Unclear opinion about encodings #114

nakkamarra · 2024-10-02T19:53:20Z

Currently, there are places where astisub behaves in bizarres ways when passed a file that is not UTF-8 encoded.

For example, of the SRT and WebVTT readers, neither seem to explicitly error in this case, but all of the parsing logic doesn't work correctly since the bytes are not represented the same in the source code and the file that is being parsed (i.e UTF16 has the extra \x00 bits per bytes so we can't just check stringA == stringB since there's padding bytes).

So I guess my question is then does this library aim to support these other encodings, or only aims to support the by far more popular UTF-8? There is a notion in the codebase of the bytes order marks that are used by non UTF-8 encodings, but they seem to just be always stripped out and not actually used to check payload encoding. Personally,I think that is perfectly fine thing to not support non-UTF-8 formats, but in that case I do think this codebase might want to make a few changes to check the encoding of what it is being passed i.e a utf.Valid(...) call on the bytes passed in or something like that to distinctly clarify what is and what isn't supported.

The text was updated successfully, but these errors were encountered:

asticode · 2024-10-03T07:30:27Z

To be honest I don't really grasp what would need to be added to handle UTF-16 encoding for instance 🤔

But anyhow, here's what I think:

since this lib can only handle UTF-8, I do agree that it should return an error on reading if the content is not UTF-8
I'm not against adding compatibility with non UTF-8, it will just have to go through PRs

nakkamarra · 2024-10-03T13:23:56Z

@asticode So UTF-16 encoding encodes code points as 16 bit vs UTF-8's code points being 8-bit, so one character will be two bytes vs one byte, so you can imagine a character represented in UTF-8 by the hex value 0x01, it's value in UTF-16 would be 0x01 0x00 big endian or 0x00 0x01 little endian, the BOM in this case dictates the endianness of the encoding (whereas in UTF-8 it's kind of just a placeholder, it is sometimes considered optional).

I think that UTF-8 being so predominant on the web and since UTF-16 makes up such a small subset of cases, that it might not be worth supporting other encodings but yeah, validating that something is UTF-8 before trying to read the bytes using parser x would probably be good.

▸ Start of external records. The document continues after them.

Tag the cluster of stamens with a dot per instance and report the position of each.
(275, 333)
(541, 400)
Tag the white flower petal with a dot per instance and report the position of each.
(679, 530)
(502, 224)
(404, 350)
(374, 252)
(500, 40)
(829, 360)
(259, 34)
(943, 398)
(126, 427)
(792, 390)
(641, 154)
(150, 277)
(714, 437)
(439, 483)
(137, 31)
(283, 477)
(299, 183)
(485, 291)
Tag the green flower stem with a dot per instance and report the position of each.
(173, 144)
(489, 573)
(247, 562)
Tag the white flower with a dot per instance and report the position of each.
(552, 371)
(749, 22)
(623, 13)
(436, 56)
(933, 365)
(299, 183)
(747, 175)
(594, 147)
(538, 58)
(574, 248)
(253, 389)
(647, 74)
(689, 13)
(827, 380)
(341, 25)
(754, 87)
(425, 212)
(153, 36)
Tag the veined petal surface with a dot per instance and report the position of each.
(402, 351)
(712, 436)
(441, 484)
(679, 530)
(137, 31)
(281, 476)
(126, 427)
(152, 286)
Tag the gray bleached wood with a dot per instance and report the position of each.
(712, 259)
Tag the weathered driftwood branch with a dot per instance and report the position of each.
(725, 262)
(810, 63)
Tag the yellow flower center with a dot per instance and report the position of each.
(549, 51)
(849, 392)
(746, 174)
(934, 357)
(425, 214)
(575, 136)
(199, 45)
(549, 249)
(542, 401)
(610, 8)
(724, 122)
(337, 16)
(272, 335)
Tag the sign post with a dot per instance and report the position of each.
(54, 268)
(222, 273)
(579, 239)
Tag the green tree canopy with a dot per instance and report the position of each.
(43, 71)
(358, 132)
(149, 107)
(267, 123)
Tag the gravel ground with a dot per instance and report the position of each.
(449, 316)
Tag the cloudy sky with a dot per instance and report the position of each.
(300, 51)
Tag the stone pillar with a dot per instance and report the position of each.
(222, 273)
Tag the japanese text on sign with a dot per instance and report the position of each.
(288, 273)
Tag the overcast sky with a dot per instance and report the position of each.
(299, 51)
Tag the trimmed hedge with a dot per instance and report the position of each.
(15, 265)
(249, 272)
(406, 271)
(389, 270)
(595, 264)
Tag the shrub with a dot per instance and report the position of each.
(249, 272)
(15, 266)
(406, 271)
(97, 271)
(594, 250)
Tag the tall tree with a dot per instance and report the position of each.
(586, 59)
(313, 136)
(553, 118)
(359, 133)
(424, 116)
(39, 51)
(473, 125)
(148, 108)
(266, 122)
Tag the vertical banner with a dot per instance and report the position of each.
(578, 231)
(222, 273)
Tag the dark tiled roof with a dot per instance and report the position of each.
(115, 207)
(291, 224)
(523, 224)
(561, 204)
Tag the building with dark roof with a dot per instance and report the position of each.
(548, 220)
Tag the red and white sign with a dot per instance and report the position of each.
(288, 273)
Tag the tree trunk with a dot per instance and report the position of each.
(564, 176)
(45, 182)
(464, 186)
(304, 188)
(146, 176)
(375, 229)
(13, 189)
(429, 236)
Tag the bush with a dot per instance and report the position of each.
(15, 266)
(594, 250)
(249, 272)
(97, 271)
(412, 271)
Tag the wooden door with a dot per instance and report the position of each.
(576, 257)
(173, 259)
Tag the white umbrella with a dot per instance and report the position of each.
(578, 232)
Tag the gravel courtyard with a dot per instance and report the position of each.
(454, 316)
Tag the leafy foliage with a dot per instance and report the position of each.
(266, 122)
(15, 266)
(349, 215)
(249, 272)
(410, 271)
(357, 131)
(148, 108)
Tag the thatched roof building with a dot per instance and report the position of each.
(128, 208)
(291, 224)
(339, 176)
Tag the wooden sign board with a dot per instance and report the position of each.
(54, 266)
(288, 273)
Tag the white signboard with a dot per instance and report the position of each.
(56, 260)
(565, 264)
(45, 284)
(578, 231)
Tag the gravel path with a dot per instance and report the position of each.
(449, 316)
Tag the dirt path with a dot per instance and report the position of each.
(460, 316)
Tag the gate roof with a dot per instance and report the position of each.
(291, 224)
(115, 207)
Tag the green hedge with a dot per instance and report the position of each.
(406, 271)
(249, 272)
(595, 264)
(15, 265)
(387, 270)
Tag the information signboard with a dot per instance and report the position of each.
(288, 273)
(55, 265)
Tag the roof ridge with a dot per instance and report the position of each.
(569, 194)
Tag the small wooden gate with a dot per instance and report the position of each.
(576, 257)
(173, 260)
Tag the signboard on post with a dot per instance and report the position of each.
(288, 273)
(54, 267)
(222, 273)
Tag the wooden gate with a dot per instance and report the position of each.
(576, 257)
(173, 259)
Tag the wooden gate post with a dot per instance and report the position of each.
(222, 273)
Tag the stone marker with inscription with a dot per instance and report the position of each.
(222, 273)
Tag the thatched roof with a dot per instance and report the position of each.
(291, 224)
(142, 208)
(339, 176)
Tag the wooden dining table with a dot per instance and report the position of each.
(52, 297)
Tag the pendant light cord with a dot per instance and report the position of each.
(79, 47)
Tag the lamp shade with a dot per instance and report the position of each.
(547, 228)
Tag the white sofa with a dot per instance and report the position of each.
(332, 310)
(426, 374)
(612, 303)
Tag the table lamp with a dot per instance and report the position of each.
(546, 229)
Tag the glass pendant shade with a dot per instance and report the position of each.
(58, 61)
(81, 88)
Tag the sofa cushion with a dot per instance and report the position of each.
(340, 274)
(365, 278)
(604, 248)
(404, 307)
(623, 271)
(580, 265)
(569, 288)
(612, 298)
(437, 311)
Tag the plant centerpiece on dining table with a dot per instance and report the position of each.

I can make a PR

asticode · 2024-10-03T13:46:29Z

A PR would be great ! 👍

nakkamarra · 2024-10-03T16:24:22Z

OK, I've got a working idea of how I want to do in this draft, let me know what you think. I am unsure about the other file formats supported here and if they also expect input to be UTF-8, but probably safe to do to those as well if you agree.

nakkamarra · 2024-10-03T16:28:42Z

Another good call out would be that we can probably perform the check on the first line of the file, as the bytes of the first line will either be valid or invalid, signalling that the rest of the file is either totally invalid, or most likely valid. Thoughts?

asticode · 2024-10-04T07:10:09Z

I'd rather create one global unexported method isValidUTF8Reader(i io.Reader) bool which would wrap the input reader into a bufio.Reader and use its .Peek() method to get the first bytes and asses whether it's valid UTF-8 🤔

We would then use this method for srt and webvtt. I'll be honest, I'm not sure about the other sub formats as well, but I'd rather not add this method if it's not useful, therefore I'd rather add it if we get concrete issues with non-utf8 with those other formats.

nakkamarra · 2024-10-04T13:33:07Z

@asticode Cool, that sounds good let me update my PR

nakkamarra · 2024-10-04T14:15:22Z

FWIW I also tested a TTML file that isn't UTF-8 encoded and it errors at the xml parser level:
astisub: xml decoding failed: XML syntax error on line 1: invalid UTF-8

nakkamarra · 2024-10-05T00:37:38Z

@asticode Yeah after some testing that actually won't work I think. Since the ReadFrom* functions' reader arguments are just an io.Reader type, the implication is that they cannot be read multiple times (i.e imagine the reader is a TCP socket or some other network stream that just sends bytes) and so we can't created a bufio Reader from it and then also create the bufio Scanner that VTT / SRT ReadFrom* functions are using. So I'm not too sure what to do, all the solutions I'm thinking of would basically require copying the contents of the reader into memory like with something likes bytes.Buffer (which, with something like a ~500MB-1GB file or read stream, would make astisub way too memory hungry)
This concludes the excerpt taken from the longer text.